The authors present a high‑throughput density‑functional‑theory (HT‑DFT) study of the AT₆X₆ kagome family, where A is a spacer cation, T a transition metal occupying the kagome lattice, and X a p‑block element. By combinatorially substituting 12 A‑site elements (Li, Na, K, Rb, Sr, La, Ti, Hf, Nb, Mg, Sc, Y), two T‑site elements (Fe, Mn), and three X‑site elements (Ge, Sn, Ga), they generate 312 distinct compositions. Four experimentally known structural prototypes (type 1–4) are used as templates; all structures are fully relaxed with VASP using PAW‑PBE, a 520 eV plane‑wave cutoff, and a k‑point spacing of 2π × 0.033 Å⁻¹. Initial relaxations are performed in a ferromagnetic (FM) configuration, after which collinear magnetic energies are evaluated for FM and three antiferromagnetic stackings (AFM1, AFM2, AFM3) that preserve in‑plane FM order.

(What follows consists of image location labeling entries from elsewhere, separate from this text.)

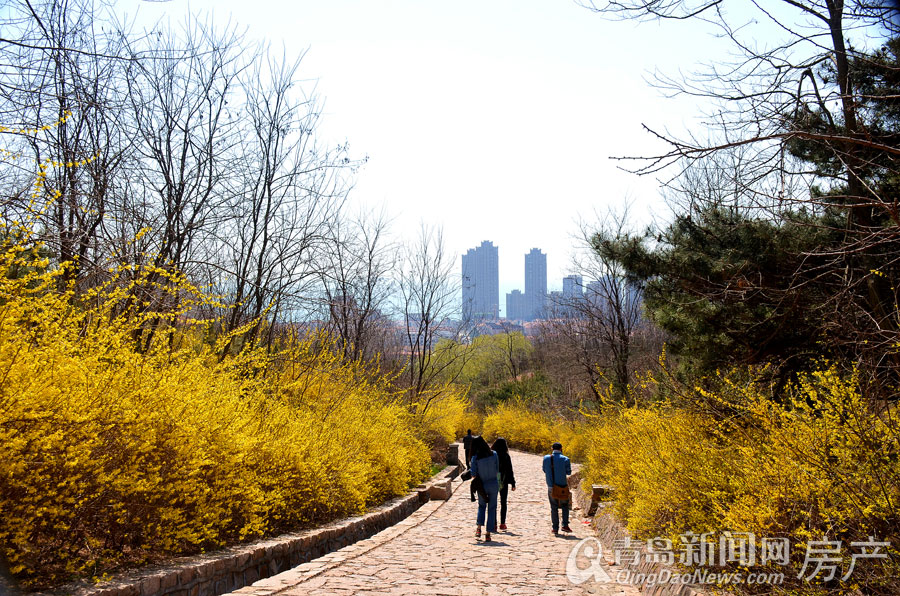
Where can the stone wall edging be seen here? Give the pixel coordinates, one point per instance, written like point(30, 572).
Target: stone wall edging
point(227, 570)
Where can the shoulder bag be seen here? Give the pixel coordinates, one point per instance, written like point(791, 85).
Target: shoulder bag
point(558, 492)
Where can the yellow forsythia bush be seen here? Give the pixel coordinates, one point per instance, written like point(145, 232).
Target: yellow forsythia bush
point(110, 456)
point(444, 416)
point(533, 431)
point(817, 463)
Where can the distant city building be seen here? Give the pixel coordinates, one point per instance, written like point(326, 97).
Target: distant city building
point(573, 288)
point(595, 293)
point(516, 306)
point(535, 284)
point(481, 283)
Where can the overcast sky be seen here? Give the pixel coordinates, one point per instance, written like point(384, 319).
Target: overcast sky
point(493, 118)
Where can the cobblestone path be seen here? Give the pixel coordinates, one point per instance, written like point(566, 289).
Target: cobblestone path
point(434, 551)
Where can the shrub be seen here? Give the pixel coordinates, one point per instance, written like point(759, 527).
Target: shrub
point(110, 456)
point(533, 431)
point(818, 463)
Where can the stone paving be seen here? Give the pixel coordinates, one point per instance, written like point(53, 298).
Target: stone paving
point(435, 552)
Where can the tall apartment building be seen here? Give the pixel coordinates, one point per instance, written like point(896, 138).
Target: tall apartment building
point(573, 287)
point(481, 283)
point(535, 284)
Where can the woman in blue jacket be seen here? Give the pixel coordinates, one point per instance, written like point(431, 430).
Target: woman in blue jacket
point(485, 466)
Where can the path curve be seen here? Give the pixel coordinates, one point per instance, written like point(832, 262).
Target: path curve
point(434, 552)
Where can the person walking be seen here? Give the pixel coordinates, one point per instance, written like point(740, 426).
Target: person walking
point(507, 478)
point(485, 466)
point(557, 469)
point(467, 446)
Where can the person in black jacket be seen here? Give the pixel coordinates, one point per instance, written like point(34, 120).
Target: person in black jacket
point(507, 478)
point(467, 446)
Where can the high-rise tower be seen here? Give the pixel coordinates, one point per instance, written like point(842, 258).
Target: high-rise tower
point(481, 283)
point(535, 284)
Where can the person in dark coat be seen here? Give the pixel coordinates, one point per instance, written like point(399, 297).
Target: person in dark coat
point(507, 478)
point(467, 446)
point(485, 469)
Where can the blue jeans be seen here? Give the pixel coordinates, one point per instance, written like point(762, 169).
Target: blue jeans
point(491, 506)
point(555, 506)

Thermodynamic stability is assessed via formation energies and distances to the convex hull, using reference phases from the Materials Project. Compounds with hull distances ≤30 meV/atom are classified as metastable, yielding 233 candidates. The screening reproduces all previously reported stable AT₆X₆ phases (e.g., MgFe₆Ge₆, ScFe₆Sn₆) and uncovers several new potentially synthesizable materials, such as NaFe₆Ge₆, LiMn₆Ge₆, NaMn₆Ge₆, LaMn₆Ge₆, TiMn₆Ge₆, and NbMn₆Ge₆.

Magnetic analysis shows a clear dichotomy: Fe‑based compounds overwhelmingly favor the AFM1 collinear state, with energy differences of 10–30 meV per transition‑metal atom relative to FM, consistent with experimental observations. Mn‑based systems display a more balanced competition between FM and AFM states; many have FM–AFM energy gaps below 5 meV/TM, indicating near‑degeneracy and a susceptibility to non‑collinear (NC) spin textures. The authors introduce a simple Heisenberg‑model based criterion: when the FM–AFM energy difference |ΔE| < 15 meV, the system is flagged as potentially NC. For the Ga‑based series, MgFe₆Ga₆ is predicted to be FM, while the other AFe₆Ga₆ compounds (A = Sc, Y, Zr, Hf) favor AFM2 with only a few meV separation from FM, suggesting that synthesis conditions could tip the balance.

Electronic‑structure calculations (including spin‑orbit coupling in a post‑processing step) reveal that the newly identified FM candidates retain the hallmark kagome band features: Dirac points, flat bands, and van Hove singularities near the Fermi level. SOC lifts degeneracies and generates Weyl points and sizable Berry curvature, which are the microscopic origin of large anomalous Hall and Nernst effects reported in related kagome magnets. Chemical substitution on the A and X sites allows fine‑tuning of the Fermi level, offering a route to engineer the interplay between topology, magnetism, and correlation.

The paper also discusses methodological limitations. The high‑throughput workflow assumes negligible magneto‑volume effects and relies on the semi‑local PBE functional, which can underestimate correlation and magnetic anisotropy. The authors suggest that more sophisticated treatments (e.g., DFT+U, hybrid functionals, DMFT) are needed for quantitative predictions of non‑collinear ground states and for accurate estimation of magnetic transition temperatures.

In summary, this work delivers a comprehensive computational map of structural, magnetic, and electronic properties across a broad compositional space of AT₆X₆ kagome compounds. It validates known trends, predicts several hitherto unknown stable ferromagnets, and highlights the prevalence of near‑degenerate magnetic states that could host exotic non‑collinear order and topological transport phenomena. The identified candidates provide clear experimental targets for synthesis, neutron diffraction, ARPES, and transport measurements, and they open a promising avenue toward designing tunable magnetic topological metals based on kagome lattices.